Institute director Professor Tom Marwick said many people felt dissatisfied with their overall wellbeing.

Feeling fatigued, stressed, depressed and being physically inactive were common.

“Many chronic illnesses; being overweight, obese, having Type 2 diabetes, high blood pressure and heart failure, these are diseases of lifestyle,” Prof Marwick said.

“The terrible thing is they a major burden ... and yet these are avoidable.

“The lifestyle things we need to do are things our grandparents knew, but I think in our busy lives that commonsense has got lost.”

The institute’s Professor Garry Jennings said it was through learning about the spiral of disease that people could start to understand how important it was to make the healthy choice the regular one.

Prof Jennings said increased weight gain could lead to blood glucose intolerance, which led to type 2 diabetes, high blood pressure and abnormal blood fats.

Obesity wasn’t just about not fitting into your old clothes. Excess weight gain triggered a range of immune responses that could damage organs, increase the risk of cancer, damage arteries that led to heart or kidney disease, and increase blood pressure, raising the chance of a stroke.

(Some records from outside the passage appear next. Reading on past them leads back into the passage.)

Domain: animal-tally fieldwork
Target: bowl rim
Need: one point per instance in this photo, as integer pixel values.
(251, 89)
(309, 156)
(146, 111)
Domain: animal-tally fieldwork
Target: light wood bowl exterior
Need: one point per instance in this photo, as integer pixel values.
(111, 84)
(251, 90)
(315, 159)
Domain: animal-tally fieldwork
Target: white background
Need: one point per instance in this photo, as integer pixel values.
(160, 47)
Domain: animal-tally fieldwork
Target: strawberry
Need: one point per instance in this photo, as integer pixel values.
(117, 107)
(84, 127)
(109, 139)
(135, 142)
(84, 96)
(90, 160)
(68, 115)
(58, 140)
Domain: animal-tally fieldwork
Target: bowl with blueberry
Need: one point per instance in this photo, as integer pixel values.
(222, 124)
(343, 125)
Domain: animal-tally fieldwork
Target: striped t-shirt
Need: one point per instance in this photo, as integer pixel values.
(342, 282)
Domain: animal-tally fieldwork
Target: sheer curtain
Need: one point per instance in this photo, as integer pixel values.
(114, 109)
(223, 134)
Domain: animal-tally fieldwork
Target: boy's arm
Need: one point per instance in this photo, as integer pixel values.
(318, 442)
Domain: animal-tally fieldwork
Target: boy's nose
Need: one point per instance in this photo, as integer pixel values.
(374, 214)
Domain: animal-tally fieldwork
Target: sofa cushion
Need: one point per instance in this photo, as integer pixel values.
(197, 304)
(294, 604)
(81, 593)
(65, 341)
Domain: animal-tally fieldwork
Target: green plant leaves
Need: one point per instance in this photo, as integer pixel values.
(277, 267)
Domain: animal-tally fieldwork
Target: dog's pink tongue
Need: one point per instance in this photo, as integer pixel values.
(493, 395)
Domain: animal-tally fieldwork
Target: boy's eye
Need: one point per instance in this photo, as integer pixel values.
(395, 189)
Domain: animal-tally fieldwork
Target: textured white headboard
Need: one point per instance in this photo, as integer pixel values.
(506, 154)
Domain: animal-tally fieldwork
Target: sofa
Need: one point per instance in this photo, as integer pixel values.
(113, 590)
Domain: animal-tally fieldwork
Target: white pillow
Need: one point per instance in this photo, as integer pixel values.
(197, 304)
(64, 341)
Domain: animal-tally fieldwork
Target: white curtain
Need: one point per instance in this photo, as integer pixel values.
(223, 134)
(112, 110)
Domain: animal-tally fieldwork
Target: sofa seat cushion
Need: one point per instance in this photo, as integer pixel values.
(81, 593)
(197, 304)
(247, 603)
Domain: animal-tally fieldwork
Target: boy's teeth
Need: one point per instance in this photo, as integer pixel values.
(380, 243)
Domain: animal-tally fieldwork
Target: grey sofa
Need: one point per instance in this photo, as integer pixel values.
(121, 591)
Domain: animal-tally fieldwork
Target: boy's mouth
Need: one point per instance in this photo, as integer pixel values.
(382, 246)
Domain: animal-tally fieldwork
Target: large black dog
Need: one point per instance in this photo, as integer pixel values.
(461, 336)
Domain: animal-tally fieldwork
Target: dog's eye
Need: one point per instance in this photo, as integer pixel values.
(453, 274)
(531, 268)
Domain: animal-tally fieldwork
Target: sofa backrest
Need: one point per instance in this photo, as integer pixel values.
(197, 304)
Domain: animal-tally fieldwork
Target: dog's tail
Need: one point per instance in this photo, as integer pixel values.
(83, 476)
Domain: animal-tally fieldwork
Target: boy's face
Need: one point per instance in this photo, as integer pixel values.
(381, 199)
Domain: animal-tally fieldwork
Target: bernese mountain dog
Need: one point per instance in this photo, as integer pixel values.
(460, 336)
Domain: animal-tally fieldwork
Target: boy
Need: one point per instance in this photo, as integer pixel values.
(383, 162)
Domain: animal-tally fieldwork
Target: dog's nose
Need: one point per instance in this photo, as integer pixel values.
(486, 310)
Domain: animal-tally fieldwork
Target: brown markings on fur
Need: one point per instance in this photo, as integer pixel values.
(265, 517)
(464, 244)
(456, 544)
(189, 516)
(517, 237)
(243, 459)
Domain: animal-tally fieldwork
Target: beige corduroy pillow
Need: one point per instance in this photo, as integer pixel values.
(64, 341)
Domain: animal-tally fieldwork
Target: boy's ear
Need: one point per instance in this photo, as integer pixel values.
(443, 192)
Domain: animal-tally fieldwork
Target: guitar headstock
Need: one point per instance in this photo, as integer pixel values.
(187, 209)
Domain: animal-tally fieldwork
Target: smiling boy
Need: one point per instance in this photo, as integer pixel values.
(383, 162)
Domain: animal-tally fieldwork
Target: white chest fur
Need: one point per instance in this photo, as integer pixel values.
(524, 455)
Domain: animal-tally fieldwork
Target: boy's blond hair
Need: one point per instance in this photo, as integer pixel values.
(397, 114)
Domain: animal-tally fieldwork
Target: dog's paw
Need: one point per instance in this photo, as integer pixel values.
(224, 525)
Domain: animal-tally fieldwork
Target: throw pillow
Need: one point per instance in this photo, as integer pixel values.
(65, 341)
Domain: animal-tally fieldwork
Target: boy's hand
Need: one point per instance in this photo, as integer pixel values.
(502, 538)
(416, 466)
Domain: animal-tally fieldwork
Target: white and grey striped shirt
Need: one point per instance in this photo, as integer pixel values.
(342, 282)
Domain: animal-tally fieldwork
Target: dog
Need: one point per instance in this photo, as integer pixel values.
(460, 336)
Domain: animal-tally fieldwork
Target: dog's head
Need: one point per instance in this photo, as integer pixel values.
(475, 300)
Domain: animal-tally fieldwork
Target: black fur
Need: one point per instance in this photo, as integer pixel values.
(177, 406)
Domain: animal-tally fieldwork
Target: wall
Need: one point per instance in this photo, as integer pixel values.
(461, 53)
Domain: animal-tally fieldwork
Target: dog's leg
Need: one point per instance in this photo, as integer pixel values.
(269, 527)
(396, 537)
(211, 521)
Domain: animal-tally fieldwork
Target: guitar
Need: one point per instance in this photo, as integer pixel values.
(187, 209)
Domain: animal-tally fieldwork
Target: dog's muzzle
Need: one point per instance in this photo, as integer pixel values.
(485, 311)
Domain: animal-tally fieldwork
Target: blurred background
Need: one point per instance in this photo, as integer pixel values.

“Over a lifetime, a person’s wellbeing often takes the shape of a spiral,” Prof Jennings said. “For many people, this is a downward movement, with factors that are small to begin with growing into larger problems.

“However, by adopting some healthy choices and practices, this spiral can be transformed into an upwards-moving one. It’s never too late to take action.”

The new lifestyle plan, released as a book The Baker IDI Wellness Plan, presents the scientific secrets to a long and healthy life.

Lead author Prof Jennings, who is now chief medical adviser at the National Heart Foundation, said different aspects of wellbeing were more important to get on top of at different life stages.

Mental health, substance abuse and risk-taking behaviours were big challenge to wellbeing in adolescence and young adulthood.

Adulthood and its responsibilities were a risky time for poor habits with excess drinking, nutrition, sedentary behaviour, too much stress and too little sleep.

For older adults, wellbeing meant maintaining independence, moving without pain and good cognitive function.

Girls born today will live, on average, into their mid 90s. Boys will typically live to see their 91st birthday.

Prof Marwick said there was more incentive than ever to make sure the one life we got was as healthy as possible.

“Some people say to me; cardiovascular disease is a disease of old age and you have to die of something,” Prof Marwick said. “That’s true, but you don’t have to be sick for the last 20 years of your life.”